La corrupción siempre tiene dos caras
Cuando el cargo público se interpreta como licencia y el presupuesto como botín
La corrupción ha tenido siempre dos caras, una pública y otra privada, unidas no por el secreto sino por una coyunda perversa. No hay saqueo sin socio dentro del Estado y alguien fuera dispuesto a esquilmar el bien nacional. Esa simbiosis explica por qué el daño no es episódico, sino estructural, y por qué las redes sobreviven a los cambios de gobierno.

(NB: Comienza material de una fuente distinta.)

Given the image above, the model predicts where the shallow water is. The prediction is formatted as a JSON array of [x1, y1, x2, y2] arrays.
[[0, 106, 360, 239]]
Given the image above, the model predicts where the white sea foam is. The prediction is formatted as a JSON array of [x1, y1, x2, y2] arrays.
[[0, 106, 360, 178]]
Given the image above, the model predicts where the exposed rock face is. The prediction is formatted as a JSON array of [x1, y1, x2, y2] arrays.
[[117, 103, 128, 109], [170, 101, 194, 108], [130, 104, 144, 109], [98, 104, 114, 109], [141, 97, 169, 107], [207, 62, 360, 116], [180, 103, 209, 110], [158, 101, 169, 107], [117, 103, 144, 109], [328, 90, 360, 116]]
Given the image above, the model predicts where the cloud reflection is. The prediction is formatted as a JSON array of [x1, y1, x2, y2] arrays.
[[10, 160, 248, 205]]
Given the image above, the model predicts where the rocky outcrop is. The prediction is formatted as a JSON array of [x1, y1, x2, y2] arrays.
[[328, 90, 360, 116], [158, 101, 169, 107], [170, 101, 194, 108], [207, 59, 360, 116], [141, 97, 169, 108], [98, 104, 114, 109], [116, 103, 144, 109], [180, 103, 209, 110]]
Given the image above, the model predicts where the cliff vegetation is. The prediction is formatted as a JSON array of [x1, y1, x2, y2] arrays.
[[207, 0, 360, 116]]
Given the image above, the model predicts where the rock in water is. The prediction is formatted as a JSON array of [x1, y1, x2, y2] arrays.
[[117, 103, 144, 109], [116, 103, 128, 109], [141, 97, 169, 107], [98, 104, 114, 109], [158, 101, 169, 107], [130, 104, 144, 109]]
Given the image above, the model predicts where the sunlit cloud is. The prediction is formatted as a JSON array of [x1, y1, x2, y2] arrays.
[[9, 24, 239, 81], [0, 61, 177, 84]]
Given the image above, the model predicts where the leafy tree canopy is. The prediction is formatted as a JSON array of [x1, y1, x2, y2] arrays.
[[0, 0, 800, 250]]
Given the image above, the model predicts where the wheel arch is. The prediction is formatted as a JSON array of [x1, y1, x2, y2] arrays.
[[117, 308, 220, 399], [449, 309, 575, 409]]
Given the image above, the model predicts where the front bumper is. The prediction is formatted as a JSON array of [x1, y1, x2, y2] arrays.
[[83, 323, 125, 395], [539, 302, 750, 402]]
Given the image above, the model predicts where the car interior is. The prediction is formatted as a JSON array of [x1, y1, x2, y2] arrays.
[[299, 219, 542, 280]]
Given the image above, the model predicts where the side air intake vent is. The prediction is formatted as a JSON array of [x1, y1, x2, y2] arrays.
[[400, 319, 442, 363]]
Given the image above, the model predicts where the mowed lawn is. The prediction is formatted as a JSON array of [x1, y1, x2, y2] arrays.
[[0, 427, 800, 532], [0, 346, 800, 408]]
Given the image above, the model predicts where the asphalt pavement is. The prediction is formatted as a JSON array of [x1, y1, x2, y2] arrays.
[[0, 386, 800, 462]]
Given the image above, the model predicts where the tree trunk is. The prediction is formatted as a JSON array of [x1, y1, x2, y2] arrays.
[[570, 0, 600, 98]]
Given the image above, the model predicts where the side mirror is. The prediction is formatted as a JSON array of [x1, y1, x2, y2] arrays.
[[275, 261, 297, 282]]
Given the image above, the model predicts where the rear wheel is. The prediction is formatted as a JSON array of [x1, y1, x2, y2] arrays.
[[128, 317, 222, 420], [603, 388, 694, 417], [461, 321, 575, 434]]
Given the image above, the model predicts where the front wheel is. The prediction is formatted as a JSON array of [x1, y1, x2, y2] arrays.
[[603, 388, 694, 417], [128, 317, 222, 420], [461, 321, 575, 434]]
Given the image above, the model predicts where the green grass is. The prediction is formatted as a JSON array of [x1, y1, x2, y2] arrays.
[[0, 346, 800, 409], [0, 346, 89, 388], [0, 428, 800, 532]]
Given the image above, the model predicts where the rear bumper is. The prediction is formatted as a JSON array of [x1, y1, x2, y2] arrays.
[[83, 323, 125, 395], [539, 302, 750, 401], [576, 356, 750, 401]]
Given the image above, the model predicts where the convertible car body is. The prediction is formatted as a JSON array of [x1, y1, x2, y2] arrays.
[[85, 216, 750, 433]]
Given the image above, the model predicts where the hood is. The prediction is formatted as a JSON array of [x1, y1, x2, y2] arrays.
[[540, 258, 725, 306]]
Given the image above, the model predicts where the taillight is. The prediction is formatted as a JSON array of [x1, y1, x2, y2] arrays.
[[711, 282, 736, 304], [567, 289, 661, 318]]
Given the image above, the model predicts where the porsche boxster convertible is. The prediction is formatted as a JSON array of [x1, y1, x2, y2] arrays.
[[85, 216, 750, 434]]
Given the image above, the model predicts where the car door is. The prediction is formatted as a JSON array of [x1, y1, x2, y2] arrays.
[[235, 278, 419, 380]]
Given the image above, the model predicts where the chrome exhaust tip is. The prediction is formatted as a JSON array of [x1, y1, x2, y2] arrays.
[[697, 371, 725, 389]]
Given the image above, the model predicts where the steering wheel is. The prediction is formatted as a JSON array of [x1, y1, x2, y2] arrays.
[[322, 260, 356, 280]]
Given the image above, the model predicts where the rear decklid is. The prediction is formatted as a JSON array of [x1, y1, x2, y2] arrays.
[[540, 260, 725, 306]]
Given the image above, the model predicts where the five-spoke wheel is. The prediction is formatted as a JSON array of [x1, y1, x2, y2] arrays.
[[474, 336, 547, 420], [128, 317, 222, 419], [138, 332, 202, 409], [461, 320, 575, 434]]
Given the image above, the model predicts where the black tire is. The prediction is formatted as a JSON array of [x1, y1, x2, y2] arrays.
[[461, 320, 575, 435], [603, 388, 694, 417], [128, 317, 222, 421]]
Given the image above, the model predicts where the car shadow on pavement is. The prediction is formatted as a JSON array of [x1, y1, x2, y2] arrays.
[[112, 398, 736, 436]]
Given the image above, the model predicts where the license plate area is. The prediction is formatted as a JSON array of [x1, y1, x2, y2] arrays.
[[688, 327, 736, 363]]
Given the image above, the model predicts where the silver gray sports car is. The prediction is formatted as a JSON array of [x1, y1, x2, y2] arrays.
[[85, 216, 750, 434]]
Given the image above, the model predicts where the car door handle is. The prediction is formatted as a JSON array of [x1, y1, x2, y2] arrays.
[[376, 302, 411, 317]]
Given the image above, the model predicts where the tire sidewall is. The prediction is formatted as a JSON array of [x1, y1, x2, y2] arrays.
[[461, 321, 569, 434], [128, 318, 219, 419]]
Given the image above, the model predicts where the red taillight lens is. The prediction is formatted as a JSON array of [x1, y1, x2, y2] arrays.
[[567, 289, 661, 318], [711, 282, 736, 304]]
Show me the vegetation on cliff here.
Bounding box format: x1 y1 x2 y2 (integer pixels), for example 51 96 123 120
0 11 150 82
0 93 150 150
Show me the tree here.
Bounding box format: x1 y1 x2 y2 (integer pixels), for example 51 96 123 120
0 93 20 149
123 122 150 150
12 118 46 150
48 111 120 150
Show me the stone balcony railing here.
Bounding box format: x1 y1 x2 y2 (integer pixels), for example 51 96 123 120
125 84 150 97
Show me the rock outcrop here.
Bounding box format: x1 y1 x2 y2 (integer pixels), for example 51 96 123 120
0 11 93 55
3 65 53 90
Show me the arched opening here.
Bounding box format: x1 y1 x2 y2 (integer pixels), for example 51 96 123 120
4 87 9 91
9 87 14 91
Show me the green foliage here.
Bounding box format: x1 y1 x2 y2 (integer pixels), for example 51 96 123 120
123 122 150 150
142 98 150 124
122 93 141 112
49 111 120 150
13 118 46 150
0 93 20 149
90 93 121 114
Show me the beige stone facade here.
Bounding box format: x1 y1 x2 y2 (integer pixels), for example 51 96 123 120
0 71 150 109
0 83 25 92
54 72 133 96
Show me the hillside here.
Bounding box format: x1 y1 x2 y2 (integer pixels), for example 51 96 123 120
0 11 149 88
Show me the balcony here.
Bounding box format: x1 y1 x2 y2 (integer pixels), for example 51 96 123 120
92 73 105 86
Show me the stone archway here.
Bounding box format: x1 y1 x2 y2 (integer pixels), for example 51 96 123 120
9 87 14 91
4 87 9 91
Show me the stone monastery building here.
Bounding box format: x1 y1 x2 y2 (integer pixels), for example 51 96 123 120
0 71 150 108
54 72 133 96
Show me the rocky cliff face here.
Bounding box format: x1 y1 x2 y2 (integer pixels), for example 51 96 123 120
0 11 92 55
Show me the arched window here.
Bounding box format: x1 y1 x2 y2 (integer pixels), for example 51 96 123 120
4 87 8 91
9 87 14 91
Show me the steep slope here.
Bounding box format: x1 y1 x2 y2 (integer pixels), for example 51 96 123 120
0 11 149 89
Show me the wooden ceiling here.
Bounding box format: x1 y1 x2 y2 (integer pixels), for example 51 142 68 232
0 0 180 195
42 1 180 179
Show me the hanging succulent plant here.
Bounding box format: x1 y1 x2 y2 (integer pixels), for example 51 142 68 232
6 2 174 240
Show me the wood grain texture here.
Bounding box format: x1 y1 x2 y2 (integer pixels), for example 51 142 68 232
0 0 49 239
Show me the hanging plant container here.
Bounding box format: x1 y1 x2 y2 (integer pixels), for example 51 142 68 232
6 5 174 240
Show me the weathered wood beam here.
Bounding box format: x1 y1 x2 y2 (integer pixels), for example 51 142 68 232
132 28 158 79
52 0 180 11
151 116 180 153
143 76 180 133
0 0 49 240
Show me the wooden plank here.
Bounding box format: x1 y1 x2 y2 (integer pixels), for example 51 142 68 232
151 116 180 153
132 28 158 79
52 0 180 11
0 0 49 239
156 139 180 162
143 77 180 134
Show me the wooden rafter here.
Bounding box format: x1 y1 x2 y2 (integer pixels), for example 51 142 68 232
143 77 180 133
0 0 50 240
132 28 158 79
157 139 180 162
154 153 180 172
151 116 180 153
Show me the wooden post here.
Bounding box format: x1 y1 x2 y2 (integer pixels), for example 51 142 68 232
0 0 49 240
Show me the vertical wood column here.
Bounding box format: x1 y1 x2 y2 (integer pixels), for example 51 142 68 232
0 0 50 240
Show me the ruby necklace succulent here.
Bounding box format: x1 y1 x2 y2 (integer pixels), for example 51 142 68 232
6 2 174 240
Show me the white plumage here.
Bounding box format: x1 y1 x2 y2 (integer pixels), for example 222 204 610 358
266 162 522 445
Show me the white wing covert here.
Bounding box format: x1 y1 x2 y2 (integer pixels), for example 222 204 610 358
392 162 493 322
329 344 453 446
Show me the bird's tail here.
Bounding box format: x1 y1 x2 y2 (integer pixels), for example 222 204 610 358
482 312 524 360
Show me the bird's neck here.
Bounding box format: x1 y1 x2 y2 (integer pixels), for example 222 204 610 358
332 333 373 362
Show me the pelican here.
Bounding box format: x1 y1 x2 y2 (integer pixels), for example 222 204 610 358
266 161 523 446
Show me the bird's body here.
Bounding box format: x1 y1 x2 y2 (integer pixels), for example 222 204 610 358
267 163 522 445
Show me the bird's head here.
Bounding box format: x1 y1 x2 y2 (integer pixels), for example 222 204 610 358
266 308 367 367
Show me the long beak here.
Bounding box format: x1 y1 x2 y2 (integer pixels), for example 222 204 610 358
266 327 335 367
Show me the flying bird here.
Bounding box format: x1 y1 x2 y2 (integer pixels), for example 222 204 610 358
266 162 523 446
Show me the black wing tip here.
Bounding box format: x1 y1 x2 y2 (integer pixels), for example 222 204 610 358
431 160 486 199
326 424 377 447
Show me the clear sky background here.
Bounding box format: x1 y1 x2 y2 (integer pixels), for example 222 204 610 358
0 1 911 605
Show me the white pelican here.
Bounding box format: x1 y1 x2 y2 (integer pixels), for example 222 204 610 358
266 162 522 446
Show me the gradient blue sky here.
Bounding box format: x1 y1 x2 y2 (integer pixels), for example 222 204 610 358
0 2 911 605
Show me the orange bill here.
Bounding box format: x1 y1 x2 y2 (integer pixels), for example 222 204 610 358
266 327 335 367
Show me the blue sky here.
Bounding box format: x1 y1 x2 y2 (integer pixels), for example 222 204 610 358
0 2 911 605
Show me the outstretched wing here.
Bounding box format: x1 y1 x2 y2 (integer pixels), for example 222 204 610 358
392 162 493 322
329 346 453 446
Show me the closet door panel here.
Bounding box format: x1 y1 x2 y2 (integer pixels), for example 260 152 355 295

Cuando se arriba a una posición pública, aflora un criterio de oportunidad que desplaza al deber. El cargo se interpreta como licencia, el presupuesto como botín y la norma como obstáculo negociable. No es solo impunidad, sino cultura: una ética torcida que convierte el acceso al poder en ocasión para cobrar, compensar y repartir. Lo que esta sociedad ha terminado por acuñar como moneda legítima.
La cara privada no es menos responsable. Empresarios, intermediarios y lobistas que aceptan atajos, inflan facturas o compran favores sostienen el circuito. Sin demanda, no hay oferta. Sin oferta, la tentación pública pierde incentivos. Romper esa alianza requiere reglas, controles que funcionen y sanciones que duelan. Exige también un cambio de expectativas: que el éxito deje de medirse por la cercanía al poder y vuelva a medirse por el mérito cívico. Mientras, conformémonos con que no haya impunidad.